Satu lagi meriam terdengar. Ketika helikopter datang dengan suaranya yang meraung-raung, pedang milik Hanbin yang tertancap di dada Bangchan telah dicabut, mayatnya jatuh terbanting ke atas tanah. Rose menutup mulutnya dengan kedua tangan.

Kecewa yang ia rasakan kini tak lagi terbayangkan.

Jarak di antara Irene dan Jin dengan Ten dan kelompoknya bisa dibilang merupakan garis do or die. Lebih lama lagi mereka mengulur waktu untuk melakukan apa yang harus mereka lakukan, ketiga orang itu akan menyadari keberadaan mereka sebelum Irene siap melepaskan panahnya.

Irene menyaksikan argumen Ten dan Chungha yang semakin berisik. Memang baru sepuluh menit Irene dan Jin berdiri di sana, namun tampaknya perdebatan mereka sudah berlangsung sejak sebelumnya. Mark tidak tampak dalam pandangan, menyebabkan keberadaan mereka semakin rawan.

Ia mendengar soal Ten yang berencana membunuh setidaknya satu tribut lain, karena tangannya kosong sejak hari pertama dan ia membutuhkan senjata. Chungha menolaknya dan bersikukuh untuk tetap pada rencana awal—tidak menyerang apabila tidak diperlukan.

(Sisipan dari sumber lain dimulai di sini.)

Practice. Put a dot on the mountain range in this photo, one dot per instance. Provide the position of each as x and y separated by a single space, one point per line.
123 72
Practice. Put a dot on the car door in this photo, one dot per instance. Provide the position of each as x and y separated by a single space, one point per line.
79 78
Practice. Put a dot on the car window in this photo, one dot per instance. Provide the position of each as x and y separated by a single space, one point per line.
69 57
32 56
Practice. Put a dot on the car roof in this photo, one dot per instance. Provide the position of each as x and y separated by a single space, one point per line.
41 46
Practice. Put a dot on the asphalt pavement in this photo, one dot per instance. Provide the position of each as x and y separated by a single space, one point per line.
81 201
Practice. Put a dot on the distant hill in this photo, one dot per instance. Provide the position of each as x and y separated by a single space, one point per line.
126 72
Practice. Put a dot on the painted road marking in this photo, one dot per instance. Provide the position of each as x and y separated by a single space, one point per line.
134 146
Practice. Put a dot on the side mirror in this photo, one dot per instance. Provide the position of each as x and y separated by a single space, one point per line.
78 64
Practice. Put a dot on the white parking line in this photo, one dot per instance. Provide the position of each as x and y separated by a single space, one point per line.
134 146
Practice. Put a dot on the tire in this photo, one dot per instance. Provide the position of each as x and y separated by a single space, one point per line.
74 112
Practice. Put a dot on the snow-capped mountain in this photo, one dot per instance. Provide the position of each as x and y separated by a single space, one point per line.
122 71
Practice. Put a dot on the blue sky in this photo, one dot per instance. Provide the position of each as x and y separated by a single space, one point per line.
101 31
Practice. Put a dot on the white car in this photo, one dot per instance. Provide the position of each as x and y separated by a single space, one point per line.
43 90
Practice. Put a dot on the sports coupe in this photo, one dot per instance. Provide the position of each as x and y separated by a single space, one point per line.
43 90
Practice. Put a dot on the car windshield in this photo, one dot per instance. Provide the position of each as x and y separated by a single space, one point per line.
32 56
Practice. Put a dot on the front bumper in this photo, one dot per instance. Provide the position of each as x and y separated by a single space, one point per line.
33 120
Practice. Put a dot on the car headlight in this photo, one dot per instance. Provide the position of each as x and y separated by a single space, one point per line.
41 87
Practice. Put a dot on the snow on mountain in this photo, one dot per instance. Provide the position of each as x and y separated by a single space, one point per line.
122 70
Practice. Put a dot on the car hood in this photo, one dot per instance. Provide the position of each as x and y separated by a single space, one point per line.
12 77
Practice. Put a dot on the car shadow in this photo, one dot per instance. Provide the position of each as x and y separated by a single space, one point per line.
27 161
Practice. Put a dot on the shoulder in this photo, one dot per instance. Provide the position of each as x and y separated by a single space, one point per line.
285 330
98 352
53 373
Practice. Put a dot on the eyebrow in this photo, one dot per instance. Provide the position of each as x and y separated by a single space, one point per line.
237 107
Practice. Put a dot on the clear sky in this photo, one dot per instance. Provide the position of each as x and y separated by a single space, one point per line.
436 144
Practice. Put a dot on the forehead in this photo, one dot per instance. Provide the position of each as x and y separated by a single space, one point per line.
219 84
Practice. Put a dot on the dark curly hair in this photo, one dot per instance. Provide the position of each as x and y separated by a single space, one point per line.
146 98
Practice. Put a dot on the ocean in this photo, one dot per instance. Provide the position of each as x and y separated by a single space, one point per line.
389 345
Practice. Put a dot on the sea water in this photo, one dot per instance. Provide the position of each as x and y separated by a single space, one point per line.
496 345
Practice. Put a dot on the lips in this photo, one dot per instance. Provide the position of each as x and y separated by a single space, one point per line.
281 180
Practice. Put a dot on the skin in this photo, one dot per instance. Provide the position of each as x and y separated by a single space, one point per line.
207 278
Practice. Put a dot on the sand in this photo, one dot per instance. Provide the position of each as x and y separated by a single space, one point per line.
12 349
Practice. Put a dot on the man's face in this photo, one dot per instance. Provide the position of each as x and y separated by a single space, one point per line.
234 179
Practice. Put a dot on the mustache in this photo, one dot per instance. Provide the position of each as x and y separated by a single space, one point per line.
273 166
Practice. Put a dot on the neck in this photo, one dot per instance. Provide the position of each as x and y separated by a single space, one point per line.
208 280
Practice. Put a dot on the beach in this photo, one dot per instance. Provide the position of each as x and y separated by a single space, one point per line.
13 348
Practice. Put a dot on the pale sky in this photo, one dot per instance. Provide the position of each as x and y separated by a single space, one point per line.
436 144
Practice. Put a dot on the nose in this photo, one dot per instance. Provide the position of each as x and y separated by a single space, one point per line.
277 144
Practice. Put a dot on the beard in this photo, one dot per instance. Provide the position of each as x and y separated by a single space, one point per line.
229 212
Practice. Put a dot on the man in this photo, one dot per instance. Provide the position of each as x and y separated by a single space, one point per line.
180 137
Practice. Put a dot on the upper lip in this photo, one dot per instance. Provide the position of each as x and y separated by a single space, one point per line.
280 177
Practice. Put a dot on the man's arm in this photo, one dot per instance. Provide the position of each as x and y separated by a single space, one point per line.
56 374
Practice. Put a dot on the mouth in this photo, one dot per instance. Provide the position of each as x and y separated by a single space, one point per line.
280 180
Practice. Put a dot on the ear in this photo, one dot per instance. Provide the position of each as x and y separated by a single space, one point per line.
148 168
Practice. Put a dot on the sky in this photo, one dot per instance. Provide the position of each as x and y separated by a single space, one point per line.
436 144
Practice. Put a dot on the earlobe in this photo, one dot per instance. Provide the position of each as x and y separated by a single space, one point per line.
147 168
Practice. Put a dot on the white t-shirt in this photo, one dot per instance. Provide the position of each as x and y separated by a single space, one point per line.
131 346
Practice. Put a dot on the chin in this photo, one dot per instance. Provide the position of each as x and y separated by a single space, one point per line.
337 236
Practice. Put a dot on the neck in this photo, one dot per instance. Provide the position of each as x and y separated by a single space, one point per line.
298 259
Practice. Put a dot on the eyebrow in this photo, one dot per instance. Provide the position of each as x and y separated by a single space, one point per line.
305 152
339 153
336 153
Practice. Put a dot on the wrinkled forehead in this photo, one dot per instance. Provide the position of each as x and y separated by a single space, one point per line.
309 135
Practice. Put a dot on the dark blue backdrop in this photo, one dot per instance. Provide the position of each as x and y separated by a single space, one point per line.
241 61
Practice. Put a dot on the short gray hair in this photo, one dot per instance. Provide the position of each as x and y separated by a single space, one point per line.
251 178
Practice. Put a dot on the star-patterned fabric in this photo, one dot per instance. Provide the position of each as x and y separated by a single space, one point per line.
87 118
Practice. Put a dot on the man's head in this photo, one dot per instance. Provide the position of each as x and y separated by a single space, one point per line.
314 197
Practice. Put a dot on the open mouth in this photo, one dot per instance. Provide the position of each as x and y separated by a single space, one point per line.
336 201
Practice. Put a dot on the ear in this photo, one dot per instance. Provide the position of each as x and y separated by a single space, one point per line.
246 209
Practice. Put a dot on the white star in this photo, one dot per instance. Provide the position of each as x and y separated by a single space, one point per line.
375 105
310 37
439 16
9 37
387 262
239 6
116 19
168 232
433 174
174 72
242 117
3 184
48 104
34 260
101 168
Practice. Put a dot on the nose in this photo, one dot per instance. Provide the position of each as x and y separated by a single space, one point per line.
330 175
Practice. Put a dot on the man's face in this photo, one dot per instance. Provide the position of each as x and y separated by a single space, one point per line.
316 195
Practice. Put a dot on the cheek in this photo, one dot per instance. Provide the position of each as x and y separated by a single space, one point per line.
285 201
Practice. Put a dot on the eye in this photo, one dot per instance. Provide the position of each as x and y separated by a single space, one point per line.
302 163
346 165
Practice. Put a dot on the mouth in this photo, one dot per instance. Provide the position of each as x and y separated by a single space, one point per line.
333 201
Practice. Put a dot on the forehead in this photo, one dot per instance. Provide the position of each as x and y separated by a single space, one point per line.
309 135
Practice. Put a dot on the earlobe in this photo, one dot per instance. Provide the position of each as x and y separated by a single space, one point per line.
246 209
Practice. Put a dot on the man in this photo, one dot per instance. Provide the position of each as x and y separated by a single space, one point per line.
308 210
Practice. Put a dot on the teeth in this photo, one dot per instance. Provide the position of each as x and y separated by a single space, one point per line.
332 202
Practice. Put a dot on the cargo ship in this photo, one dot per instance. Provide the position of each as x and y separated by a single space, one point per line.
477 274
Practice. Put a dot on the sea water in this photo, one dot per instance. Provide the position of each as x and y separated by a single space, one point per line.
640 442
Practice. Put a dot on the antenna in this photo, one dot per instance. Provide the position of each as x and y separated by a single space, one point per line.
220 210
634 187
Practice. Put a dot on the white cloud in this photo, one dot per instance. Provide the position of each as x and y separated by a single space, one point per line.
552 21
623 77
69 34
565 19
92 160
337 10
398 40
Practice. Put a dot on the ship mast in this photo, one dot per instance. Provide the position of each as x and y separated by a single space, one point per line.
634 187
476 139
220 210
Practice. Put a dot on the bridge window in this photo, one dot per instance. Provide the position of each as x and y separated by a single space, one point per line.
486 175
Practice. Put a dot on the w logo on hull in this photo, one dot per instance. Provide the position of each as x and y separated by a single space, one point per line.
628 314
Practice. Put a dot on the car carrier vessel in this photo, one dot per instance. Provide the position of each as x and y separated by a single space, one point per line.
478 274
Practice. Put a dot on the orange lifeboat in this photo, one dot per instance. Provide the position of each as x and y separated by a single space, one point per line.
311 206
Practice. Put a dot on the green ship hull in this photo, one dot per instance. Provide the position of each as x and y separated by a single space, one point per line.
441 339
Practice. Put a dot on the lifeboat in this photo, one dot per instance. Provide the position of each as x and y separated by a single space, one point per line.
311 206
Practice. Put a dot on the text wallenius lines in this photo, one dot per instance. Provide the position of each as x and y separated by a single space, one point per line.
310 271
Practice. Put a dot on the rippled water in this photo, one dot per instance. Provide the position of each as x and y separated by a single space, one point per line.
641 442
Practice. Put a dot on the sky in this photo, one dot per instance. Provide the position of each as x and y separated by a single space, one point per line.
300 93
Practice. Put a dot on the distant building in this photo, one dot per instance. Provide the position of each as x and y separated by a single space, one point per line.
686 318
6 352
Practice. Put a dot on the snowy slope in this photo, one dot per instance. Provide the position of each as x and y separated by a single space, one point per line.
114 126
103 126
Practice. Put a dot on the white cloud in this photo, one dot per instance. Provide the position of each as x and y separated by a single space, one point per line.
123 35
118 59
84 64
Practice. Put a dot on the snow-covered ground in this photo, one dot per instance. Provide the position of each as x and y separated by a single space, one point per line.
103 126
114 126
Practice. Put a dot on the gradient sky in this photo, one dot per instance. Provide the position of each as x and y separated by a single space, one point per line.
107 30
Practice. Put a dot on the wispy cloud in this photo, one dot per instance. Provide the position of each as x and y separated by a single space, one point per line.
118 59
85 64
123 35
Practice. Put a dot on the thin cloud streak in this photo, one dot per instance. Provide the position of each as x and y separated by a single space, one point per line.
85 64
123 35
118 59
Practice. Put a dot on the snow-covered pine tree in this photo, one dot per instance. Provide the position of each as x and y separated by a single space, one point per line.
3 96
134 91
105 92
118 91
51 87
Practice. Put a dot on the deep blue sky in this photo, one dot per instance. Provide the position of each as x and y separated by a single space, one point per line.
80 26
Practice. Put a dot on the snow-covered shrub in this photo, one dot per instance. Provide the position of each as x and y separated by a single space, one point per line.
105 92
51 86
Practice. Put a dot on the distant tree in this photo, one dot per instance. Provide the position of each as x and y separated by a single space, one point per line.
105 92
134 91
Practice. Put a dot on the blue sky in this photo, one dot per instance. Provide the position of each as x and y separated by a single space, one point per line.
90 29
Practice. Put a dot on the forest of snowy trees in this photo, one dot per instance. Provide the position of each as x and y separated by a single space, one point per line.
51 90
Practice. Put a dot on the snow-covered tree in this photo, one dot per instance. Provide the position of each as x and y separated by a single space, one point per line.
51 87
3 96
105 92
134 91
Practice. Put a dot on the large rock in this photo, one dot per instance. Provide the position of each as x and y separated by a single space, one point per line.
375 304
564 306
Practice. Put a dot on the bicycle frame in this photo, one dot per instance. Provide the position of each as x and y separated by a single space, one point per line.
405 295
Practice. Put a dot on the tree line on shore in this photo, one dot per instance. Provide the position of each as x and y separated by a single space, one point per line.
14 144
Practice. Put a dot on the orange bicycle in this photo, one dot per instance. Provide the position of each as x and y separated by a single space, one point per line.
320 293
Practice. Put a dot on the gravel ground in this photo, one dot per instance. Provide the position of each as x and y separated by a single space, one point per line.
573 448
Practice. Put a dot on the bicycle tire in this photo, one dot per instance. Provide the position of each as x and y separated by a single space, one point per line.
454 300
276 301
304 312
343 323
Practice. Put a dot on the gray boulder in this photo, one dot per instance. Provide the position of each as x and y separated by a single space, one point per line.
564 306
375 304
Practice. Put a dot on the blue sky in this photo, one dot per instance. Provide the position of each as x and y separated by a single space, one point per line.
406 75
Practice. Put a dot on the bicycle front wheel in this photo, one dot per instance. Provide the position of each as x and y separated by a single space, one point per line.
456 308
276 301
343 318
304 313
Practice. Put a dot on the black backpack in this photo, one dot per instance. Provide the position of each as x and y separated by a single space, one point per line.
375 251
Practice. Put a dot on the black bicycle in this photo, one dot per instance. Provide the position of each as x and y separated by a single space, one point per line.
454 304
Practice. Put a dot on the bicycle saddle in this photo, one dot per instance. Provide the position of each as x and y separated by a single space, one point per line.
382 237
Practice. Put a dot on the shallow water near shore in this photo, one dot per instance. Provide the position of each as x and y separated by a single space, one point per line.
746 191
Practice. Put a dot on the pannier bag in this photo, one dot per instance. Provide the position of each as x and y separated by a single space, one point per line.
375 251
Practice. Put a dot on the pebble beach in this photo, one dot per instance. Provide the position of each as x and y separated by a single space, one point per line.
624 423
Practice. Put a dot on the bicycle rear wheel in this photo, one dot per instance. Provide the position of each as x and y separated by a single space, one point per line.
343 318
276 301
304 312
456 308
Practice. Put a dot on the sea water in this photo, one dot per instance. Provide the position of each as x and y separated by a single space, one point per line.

Irene tersenyum tipis. Semua orang yang berprinsip demikian akan berakhir sepertinya, lagipula.

Ia berdiri, hanya setengah tubuhnya bersama dengan busur dan panahnya yang tampak dari balik pohon. Jin turut berdiri dan memunggunginya, berjaga apabila Mark tiba-tiba muncul dan menyerang mereka.

Irene menahan nafas. Ten, yang dulu adiknya...

"Maaf."

Pekikan Chungha terdengar. Irene belum menurunkan busurnya, menatap tubuh Ten yang jatuh ke atas tanah, serta Chungha yang menatap terkejut—bukan ke arah mayat Ten lagi, melainkan ke semak-semak di kanannya.

Irene mengernyit.

"Udah, kan?" Jin bertanya, menepuk pundaknya, ikut melihat Chungha yang kini berlutut. "Ayo pergi—sial."

Irene dan Jin otomatis merunduk. Irene tahu empat orang memasuki tempat Ten dan Chungha tadi berada—dan orang-orang itu pun mungkin mengetahui keberadaannya. Ia mendengar bisik-bisik 'ini bukan panah Chungha' dan 'pasti bukan Mark' sayup-sayup, dan jantungnya kini berdebar parah.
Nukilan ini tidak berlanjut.